B.C. better start finding carbon credits at home

CLAYOQUOT SOUND, BRITISH COLUMBIA - For the last year I’ve been on an admittedly geeky quest during my vacations. I have criss-crossed the planet, hunting down the million-dollar deals involving what many think will be a commodity as big, or bigger, than either oil or gold.

I’ve been carbon-credit hunting.

My exploration through the carbon world, which has turned into an hour-long film Carbon Hunters, took me from Mumbai to Washington, DC, from Manila to London, and a few places in between. It slowly dawned on me that this isn’t a crazy fad — it’s a multi-billion-dollar industry.

One of the revelatory moments happened right here in B.C.

, in Clayoquot Sound.

I was on the tiny island that is the home of Shawn Atleo, national chief of the Assembly of First Nations. As the grey sky emptied on the rain forest, Atleo told me something few people know.

A few years ago an oil company — energy companies have been some of the earliest players in the carbon credit game — approached him. They wanted the Ahousat First Nation to set aside a vast track of forestry.

The idea was this: The oil company was producing a huge carbon footprint in Alberta’s tar sands. The company wanted to be able to say it was preserving a rainforest, therefore sequestering carbon in trees, thus offsetting its carbon footprint and doing its bit to combat global warming.

Atleo refused the deal. But it was a first hint of the big business that carbon trading would become.

We got an even bigger sign that carbon trading is emerging as one of the major businesses of the 21st Century. California’s Air Resources Board, which regards carbon and other greenhouse gases as a pollutant causing global warming, unveiled a carbon cap-and-trade program. It’s the first in the United States.

It will set carbon dioxide emission caps on more than 600 refineries, utilities and other greenhouse gas emitters. Polluters who don’t reduce their greenhouse gases will have to buy carbon credits, a trade that California expects to be worth between $2 billion to $4 billion a year in the state alone.

This has major implications for Canada and British Columbia. For one thing, B.C. is part of the Western Climate Initiative with California (as well as three other provinces and four western states). California’s cap-and-trade program will be integrated into that agency, which means that B.C. and other provinces will also be drawn into the California carbon credit trade, both as sellers and buyers of carbon credits.

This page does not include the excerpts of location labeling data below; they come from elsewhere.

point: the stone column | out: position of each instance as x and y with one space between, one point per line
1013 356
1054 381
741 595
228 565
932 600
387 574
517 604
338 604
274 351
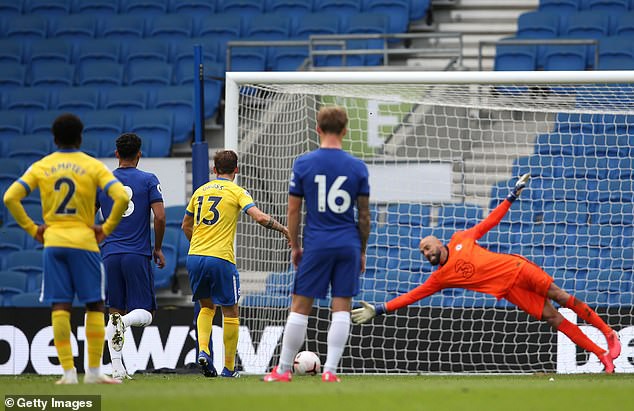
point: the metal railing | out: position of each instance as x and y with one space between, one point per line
539 42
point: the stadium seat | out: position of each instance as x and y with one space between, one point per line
246 8
49 51
11 124
75 27
179 101
193 7
26 27
144 7
27 100
459 216
97 7
396 10
77 99
538 25
98 50
515 58
149 74
155 127
269 26
123 27
102 74
170 26
316 23
125 98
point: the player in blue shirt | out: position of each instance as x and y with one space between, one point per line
331 182
127 253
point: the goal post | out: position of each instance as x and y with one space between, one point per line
443 148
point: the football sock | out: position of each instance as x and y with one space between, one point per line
115 356
137 318
60 320
337 338
294 336
578 337
587 314
203 324
230 338
95 333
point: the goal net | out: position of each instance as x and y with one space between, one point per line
443 149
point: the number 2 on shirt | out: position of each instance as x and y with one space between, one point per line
329 197
214 200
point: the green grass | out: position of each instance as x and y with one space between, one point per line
399 393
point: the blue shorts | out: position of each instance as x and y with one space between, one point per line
70 271
338 267
130 282
215 278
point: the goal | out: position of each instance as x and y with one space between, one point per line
442 150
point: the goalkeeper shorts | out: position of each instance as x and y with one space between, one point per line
530 290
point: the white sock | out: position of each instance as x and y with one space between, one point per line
137 318
337 338
294 336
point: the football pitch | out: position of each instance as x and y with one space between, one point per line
426 392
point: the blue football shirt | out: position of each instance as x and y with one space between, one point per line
330 180
132 235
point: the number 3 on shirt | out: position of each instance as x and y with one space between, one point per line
214 200
330 198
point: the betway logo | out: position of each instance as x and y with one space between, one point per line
567 350
136 355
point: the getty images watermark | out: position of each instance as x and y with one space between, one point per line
52 402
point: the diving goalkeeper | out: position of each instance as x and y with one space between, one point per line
464 264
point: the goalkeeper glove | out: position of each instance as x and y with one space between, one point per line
366 312
519 186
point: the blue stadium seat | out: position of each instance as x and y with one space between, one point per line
515 58
287 58
125 98
11 124
50 50
149 73
459 216
27 100
98 50
616 53
147 50
396 10
26 27
97 7
52 74
155 127
26 300
269 26
77 99
12 75
102 74
11 51
565 57
123 27
246 8
193 7
316 23
75 27
144 7
179 101
560 6
410 214
170 26
29 147
48 7
538 25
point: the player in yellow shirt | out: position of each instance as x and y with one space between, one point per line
68 180
210 224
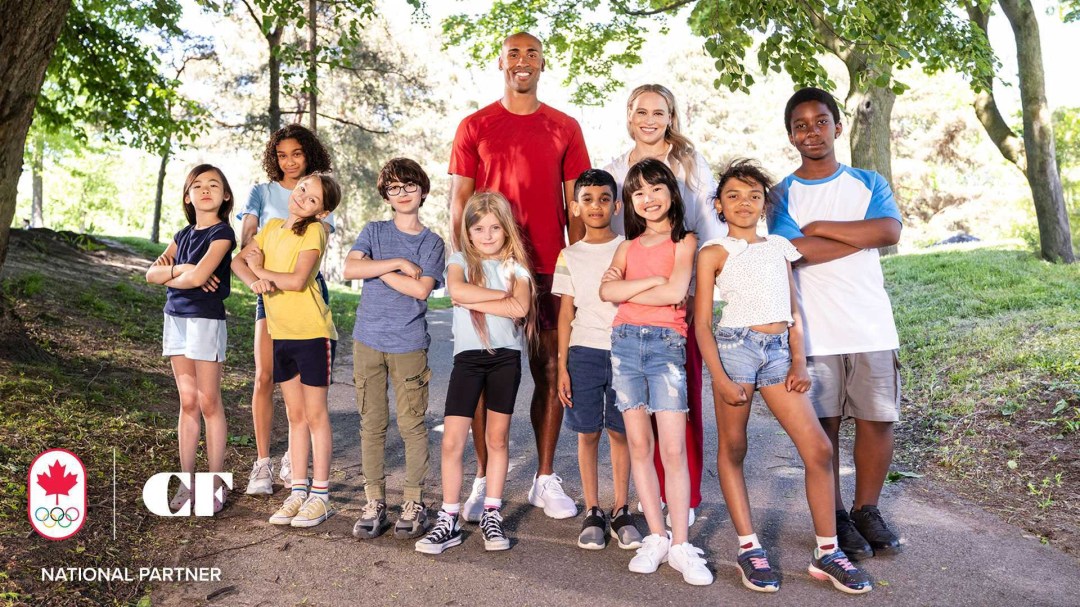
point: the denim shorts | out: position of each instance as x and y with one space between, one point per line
591 391
751 356
648 368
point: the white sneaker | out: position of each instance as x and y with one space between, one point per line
686 558
260 481
473 508
667 520
653 552
548 493
286 470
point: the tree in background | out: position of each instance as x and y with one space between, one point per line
1034 151
873 38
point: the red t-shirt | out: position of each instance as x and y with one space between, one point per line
526 159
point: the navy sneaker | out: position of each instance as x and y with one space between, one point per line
872 526
756 571
841 572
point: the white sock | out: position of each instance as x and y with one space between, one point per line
747 542
825 545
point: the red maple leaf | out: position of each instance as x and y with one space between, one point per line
57 481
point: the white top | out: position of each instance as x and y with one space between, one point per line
754 281
698 197
501 332
844 302
578 273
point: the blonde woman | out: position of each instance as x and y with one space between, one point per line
653 125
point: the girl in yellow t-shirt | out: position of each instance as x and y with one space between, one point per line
281 264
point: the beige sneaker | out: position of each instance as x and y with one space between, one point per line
288 510
314 511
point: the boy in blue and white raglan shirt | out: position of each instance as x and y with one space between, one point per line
401 261
837 217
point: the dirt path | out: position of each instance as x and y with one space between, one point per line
955 553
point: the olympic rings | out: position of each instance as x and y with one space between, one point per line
56 515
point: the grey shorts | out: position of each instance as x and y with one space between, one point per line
863 386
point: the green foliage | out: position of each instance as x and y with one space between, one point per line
875 38
105 75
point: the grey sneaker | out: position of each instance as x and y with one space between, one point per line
413 521
373 518
260 481
623 529
593 530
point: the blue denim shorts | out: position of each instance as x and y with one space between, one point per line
751 356
648 368
591 391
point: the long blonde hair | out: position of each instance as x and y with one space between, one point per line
513 253
683 151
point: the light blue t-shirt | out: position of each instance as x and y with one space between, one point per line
387 320
270 201
501 332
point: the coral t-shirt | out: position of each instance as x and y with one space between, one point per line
526 159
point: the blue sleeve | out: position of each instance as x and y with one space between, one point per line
433 261
779 219
882 204
254 204
363 243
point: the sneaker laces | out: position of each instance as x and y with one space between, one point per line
410 510
491 525
442 529
370 510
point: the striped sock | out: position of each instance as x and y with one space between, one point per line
321 489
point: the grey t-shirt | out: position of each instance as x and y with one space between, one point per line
389 321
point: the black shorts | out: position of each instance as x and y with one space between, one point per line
476 372
311 359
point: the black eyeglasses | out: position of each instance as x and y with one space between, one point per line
397 190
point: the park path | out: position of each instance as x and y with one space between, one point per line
955 553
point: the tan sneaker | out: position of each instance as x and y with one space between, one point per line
314 511
288 510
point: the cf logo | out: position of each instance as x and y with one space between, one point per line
156 493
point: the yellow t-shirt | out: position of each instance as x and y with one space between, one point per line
294 314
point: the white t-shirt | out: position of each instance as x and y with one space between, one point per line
501 332
697 197
844 302
754 281
578 273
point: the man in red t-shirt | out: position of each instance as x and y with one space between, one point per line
531 153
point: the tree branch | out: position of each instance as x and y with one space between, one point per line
621 7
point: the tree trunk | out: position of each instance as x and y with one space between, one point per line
273 39
29 38
156 228
313 65
37 164
869 129
1055 240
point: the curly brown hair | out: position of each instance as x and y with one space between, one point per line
315 156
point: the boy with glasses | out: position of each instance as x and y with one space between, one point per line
401 261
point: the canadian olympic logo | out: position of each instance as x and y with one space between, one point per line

But that’s just the start.

California’s cap-and-trade plan is regarded as the blueprint for a national cap-and-trade plan that U.S. President Barack Obama hopes to get through Congress next year. If that happens — and the odds are high it will — that will mean carbon trading will become a crucial part of all future U.S.-Canada trade relations.

For B.C. and Canada’s energy-intensive resource sectors, that poses the likelihood they will have to start buying credits, to offset their carbon footprints, to enter the U.S. market. Under the draft regulations, for example, California will regulate the carbon footprints of electricity importers.

What this means is B.C. and Canadian negotiators better start moving fast to define Canadian-sourced carbon credits.

Will Canada’s carbon credits include trees grown to sequester carbon? Can green power from run-of-river power projects create carbon credits? Or the carbon saved in trees by protecting Canada’s boreal forest?

If Canada doesn’t identify a supply of home-grown carbon credits, the U.S. will force it to buy those credits from others. That will mean billions of dollars leaving the country. In short, we’re likely to be soon facing a carbon tariff.

For Canadians, this is a bigger challenge than the softwood lumber wars. It’s as complex as the free trade deal. Probably even bigger, actually.

Richard Sandor, who runs the Chicago Climate Exchange and is seen as the “father of carbon trading,” predicts the global carbon credit market will soon be in the trillions of dollars annually. Bigger than gold or oil.

If he’s right, let’s hope the Canadian and provincial governments have their crack negotiators on this file in Washington and the United Nations, where cap-and-trade will be defined. If not, what many predict will be the Carbon Century could be very, very expensive for Canadians and their economy.